Our past history can be so dark, and ironically, it gets darker when our lives get brighter. As I dug the details of my past, it seemed to be more horrible than what I actually went through. And so it happened to me again last Friday.
I went to Menara Celcom to have my prepaid migrated to minutes postpaid plan. As I parked my car at the most horrible parking lot in the world, I was smilingly thinking of the prospects of post-paid services as compared to the prepaid ones – more voice calls, more free SMSes, cheaper call rate, and save more. It is just like what Maya Karin keeps asking in Celcom ad, “Lebih apa lagi?” She is right. “With Celcom Postpaid, you always get MORE”. Okay, I am going to do it right now.
As I was sitting at the counter, the customer service officer smiled at me. “How can I assist you, Sir?” she said politely. “I would like to register for minutes postpaid plan.” “Did you register with any network provider before?” “Yes, I once registered with Maxis in 2002 and I terminated the line two years ago. I am sure there is no outstanding balance and I am definitely free from any debts. You know, I am a good paymaster” I said so proudly and confidently. The officer looked at me expressionlessly and said in a monotonous tone, “Why don’t you fill up this form first while I am checking you records.” I smiled since I know there would be no problem.
After several minutes, my perspective towards my history was about to change. “Sir, have you ever registered with a line besides Maxis?” the female officer asked me rather innocently. “Er…” I began to get panicked. “I don’t think so, why?” “In our record, it shows that you once had a 013 number in 2001 and it was terminated by Celcom in 2002. And it seems that there is an outstanding balance.” Outstanding balance? That was ridiculous! It must be a mistake. That couldn't possibly be me! Who was that bastard!? Could you please check again, dear officer? Helllooooo!!! Are you listening to me? I tried to act cool and asked her, “How much?” “RM543.30”
There you go.
I couldn’t believe with what I had just heard. That I did such an ugly thing in the past. That I was such an awful customer. That I was so careless. So stupid.
I guiltily excused myself and went out of the building immediately. I sat on a bench outside and started having aggressive intrapersonal communication with myself.
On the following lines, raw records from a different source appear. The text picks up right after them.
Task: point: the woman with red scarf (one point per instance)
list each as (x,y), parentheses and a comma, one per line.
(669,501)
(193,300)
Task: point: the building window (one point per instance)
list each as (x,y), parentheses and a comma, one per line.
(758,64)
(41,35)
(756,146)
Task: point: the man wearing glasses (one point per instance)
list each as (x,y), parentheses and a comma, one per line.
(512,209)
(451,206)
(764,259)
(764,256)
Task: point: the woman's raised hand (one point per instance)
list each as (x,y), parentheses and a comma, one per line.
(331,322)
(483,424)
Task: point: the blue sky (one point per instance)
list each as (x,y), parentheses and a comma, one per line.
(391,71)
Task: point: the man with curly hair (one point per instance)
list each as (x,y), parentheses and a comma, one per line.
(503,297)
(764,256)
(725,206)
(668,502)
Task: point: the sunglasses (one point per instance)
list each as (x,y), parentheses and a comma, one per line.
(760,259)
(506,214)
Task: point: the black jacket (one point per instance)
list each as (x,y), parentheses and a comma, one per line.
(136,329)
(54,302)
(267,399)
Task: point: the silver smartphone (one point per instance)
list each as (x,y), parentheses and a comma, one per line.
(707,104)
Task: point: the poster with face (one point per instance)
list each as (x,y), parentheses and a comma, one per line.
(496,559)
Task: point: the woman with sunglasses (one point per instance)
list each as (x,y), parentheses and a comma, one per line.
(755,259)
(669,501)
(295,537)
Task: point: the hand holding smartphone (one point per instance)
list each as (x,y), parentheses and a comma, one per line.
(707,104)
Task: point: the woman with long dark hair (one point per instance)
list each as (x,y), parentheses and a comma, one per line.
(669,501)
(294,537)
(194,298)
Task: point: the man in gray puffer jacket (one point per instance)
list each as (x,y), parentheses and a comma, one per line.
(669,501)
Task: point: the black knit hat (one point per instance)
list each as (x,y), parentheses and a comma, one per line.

Ashamed and offended, I practiced self-comfort as I was recollecting any hints from the past that led to the unexpected debt. I was thinking real hard, looking for sound explanations. I couldn’t remember anything related to this. What have I done in the past? Was I that bad? No way! Cekmi is a good guy. He is perfect. Yes. But... could he be wrong this time? Wait a minute...
For one terrible moment, I was struck with all the dreadful details of my past life. Apparently, this was not the first nightmarish monetary experience ever happened to me. In fact, there has been a chain of such occurrences. Let’s start with two.
1. My car loan was rejected due to a shocking reason – I had a bad record with one bank. I found out later that my cousin had, without my knowledge, sold my ex-motorbike to a stranger and that particular stranger soon disappeared together with the motorbike. He never paid the installment. It was my mistake – I did not the change the motorbike’s ownership before I sold it to my cousin. And up until now, the debt is still on my shoulder. My cousin refused to be accountable for what happened. My cousin and I never speak again to each other after that incident, not even during last five Hari Rayas. Practically, we are not cousins anymore. For my current car, I am using my sister’s name. 2. My personal loan with Bank Islam was rejected because, as a guarantor for my friend’s loan at the same bank, there seemed to be a certain amount of debt accumulated by my friend. Unless I had paid all her debt, I wouldn’t get my personal loan. She paid anyway at last after being forcefully persuaded by me, and I finally got my personal loan, but it was the results of months of emotional agony and mental suffering.
After some time, I thought I wanted to cancel the postpaid registration, run away freely and forget about the whole thing – the debt with Celcom particularly. But, after much consideration, I convinced myself that I should not be irresponsible. I should settle this immediately before it starts haunting my life here and there. Sooner or later, it would come back to me again, in a much more horrifying face. Even though the causes of such debt were still mysterious, I did not want to prolong this newly discovered debt. No matter who or what did to me in the past, the past financial experiences have been almost unbearable. It was enough. The bearer of the debt would still be Cekmi, no matter who the culprit was (and it could be me!). So, I decided to settle the payment.
“Sir, we have a 40 percent discount for an old debt like this,” the lady officer said. I was pleasantly surprised and asked her about the newly discounted amount. “It is RM326.28.” Good.
Welcome to Celcom. It’s in your hands.